The story I was told about this in 1987 when I was in Nicaragua was that Borge had vowed revenge against those who had tortured he and his wife.  And, when the Sandinistas took power in 1979, Borge exacted this revenge on one of his torturers who he learned was in prison.  Borge went to the prison, swung the door of the torturer’s jail cell open, and said “I have come to have my revenge against you as I vowed.   For your punishment, you will have to walk the streets of this country and see the children of this country who you tortured for so long learn to read and write.”

Borge himself tells this story a bit differently in the book, Christianity and Revolution: Tomas Borge’s Theology of Life.  In this book, Borge explains:  “After having been brutal tortured as a prisoner, after having a hood placed over my head for nine months, after having been handcuffed for seven months, I remember that when we captured these torturers I told them: ‘The hour of my revenge has come: we will not do you even the slightest harm. You did not believe us beforehand; now you will believe us.’ That is our philosophy, our way of being.”

Borge was true to his word, and the Sandinistas, who are now the elected leaders in Nicaragua, are, by all accounts, improving the living conditions for the Nicaraguan people and bringing peace and stability to a country surrounded by other nations (Colombia, Honduras, Guatemala, El Salvador and Mexico) which are drenched in the violence of a U.S.-sponsored drug war.
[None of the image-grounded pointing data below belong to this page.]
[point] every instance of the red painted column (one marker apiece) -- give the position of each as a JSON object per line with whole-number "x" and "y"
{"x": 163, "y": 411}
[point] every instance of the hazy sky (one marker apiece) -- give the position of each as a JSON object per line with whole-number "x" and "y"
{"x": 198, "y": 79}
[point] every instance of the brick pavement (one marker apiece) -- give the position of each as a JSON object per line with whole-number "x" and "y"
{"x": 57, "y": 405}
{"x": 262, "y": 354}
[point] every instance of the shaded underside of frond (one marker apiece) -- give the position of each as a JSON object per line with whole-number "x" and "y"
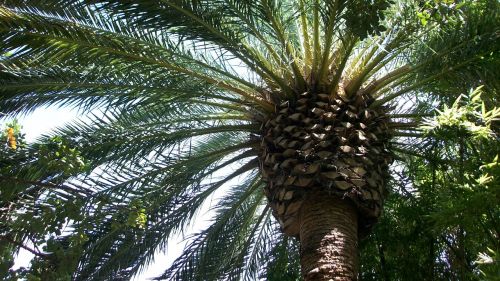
{"x": 175, "y": 93}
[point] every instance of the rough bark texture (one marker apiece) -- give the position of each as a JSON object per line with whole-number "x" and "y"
{"x": 329, "y": 238}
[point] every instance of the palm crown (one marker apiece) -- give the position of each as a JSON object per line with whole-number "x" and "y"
{"x": 292, "y": 98}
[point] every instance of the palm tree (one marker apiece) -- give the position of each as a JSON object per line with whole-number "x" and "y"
{"x": 304, "y": 103}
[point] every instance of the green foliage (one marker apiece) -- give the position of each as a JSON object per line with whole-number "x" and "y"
{"x": 180, "y": 90}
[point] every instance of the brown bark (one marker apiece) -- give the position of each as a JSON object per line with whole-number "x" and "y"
{"x": 328, "y": 239}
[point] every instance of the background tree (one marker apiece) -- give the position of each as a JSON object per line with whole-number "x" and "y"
{"x": 307, "y": 101}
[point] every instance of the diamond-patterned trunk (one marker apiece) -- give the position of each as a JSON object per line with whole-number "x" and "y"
{"x": 325, "y": 143}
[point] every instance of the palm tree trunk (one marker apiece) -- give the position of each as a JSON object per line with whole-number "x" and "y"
{"x": 328, "y": 239}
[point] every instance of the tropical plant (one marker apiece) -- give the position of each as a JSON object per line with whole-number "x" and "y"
{"x": 306, "y": 103}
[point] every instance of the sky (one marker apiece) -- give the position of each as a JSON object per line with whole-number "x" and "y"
{"x": 42, "y": 121}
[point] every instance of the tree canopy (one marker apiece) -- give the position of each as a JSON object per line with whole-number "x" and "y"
{"x": 176, "y": 94}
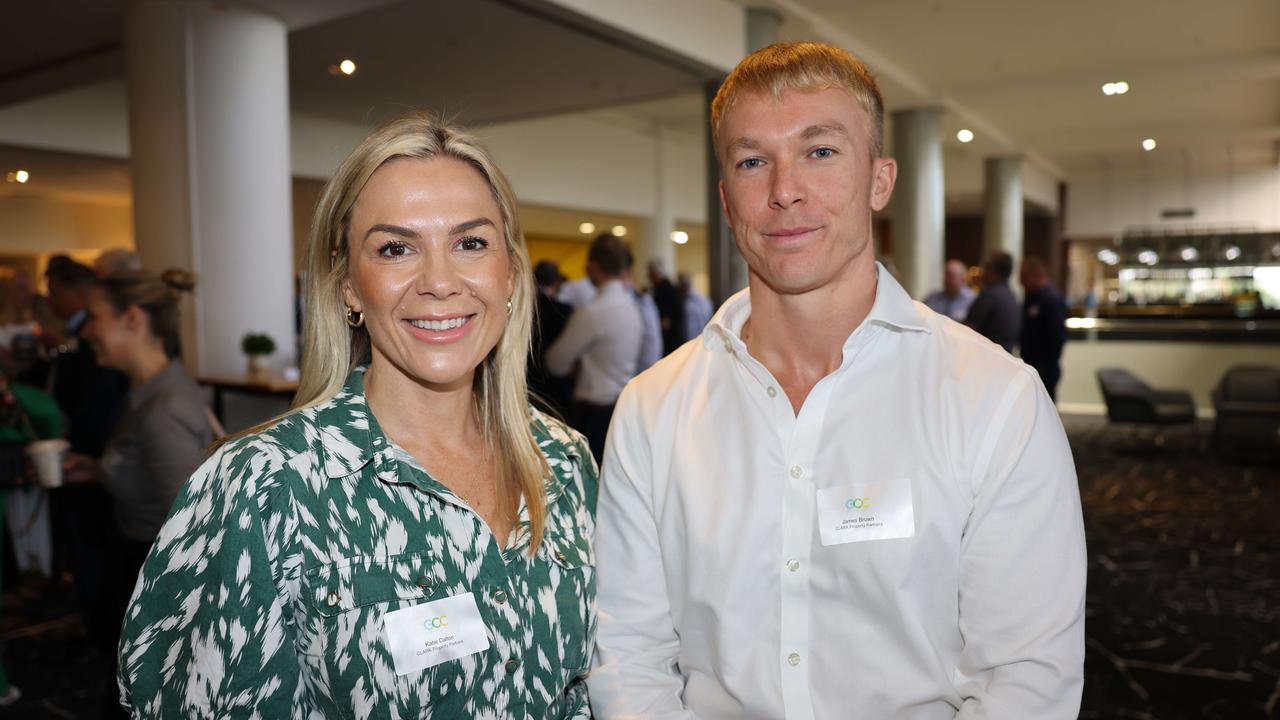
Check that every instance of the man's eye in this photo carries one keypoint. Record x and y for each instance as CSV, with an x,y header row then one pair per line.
x,y
393,249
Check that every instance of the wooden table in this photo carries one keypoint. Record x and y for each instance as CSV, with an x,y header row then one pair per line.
x,y
269,384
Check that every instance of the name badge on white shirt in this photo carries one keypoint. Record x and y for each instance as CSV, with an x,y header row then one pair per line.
x,y
865,511
434,632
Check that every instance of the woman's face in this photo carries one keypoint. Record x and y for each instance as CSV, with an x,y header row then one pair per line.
x,y
110,333
429,269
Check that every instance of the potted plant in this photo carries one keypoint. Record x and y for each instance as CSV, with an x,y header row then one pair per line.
x,y
257,346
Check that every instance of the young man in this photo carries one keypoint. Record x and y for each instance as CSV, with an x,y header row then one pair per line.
x,y
835,502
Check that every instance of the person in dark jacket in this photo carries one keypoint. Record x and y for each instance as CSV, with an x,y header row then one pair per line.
x,y
1043,324
548,391
995,311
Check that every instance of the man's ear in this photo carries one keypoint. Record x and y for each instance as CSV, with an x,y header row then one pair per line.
x,y
883,176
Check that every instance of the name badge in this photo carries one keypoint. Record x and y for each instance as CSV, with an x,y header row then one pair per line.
x,y
434,632
865,511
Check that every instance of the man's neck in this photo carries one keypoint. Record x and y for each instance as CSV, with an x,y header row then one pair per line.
x,y
800,338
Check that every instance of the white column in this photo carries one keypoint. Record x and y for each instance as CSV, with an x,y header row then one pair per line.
x,y
1002,215
209,131
918,200
658,245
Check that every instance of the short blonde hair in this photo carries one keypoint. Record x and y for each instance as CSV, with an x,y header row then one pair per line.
x,y
332,350
801,65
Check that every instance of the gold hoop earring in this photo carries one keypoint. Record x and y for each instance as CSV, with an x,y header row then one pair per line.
x,y
355,318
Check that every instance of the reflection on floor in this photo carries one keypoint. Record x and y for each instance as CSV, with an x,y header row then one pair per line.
x,y
1183,602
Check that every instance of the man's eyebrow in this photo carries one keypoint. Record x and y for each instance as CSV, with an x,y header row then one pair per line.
x,y
471,224
741,144
823,128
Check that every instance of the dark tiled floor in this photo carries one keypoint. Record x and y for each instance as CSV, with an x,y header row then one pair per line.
x,y
1183,604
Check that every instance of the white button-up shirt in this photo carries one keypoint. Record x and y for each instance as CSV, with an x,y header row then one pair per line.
x,y
606,336
720,595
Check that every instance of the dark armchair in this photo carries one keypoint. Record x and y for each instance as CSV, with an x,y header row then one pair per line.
x,y
1130,400
1247,402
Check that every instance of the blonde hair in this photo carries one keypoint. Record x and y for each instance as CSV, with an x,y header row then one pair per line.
x,y
804,67
156,296
332,349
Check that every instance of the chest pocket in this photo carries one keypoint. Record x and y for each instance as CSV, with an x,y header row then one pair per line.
x,y
341,634
571,573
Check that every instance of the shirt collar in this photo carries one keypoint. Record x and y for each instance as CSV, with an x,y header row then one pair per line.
x,y
892,308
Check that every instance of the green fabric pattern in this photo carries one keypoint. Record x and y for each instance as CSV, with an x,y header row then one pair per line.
x,y
265,592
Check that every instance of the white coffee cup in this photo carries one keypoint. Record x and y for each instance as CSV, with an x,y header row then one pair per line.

Tomas Borge went on to write the following poem with Luis Enrique Mejía Godoy about his act of personal forgiveness against his torturers.  I will leave you with this poem:

My Personal Revenge

My personal revenge will be the right
of your children to school and to flowers;
My personal revenge will be to offer you
this florid song without fears;
My personal revenge will be to show you
the good there is in the eyes of my people,
always unyielding in combat
and most steadfast and generous in victory.
My personal revenge will be to say to you
good morning, without beggars in the streets,
when instead of jailing you I intend
you shake the sorrow from your eyes;
when you, practitioner of torture,
can no longer so much as lift your gaze,
my personal revenge will be to offer you
these hands you once maltreated
without being able to make them forsake tenderness.
And it was the people who hated you most
when the song was language of violence;
But the people today beneath its skin
of red and black [the colors of the Sandinista flag] has its heart uplifted.

Daniel Kovalik is a labor and human rights lawyer living in Pittsburgh.   His red and black FSLN scarf remains carefully draped on a mantle in his office.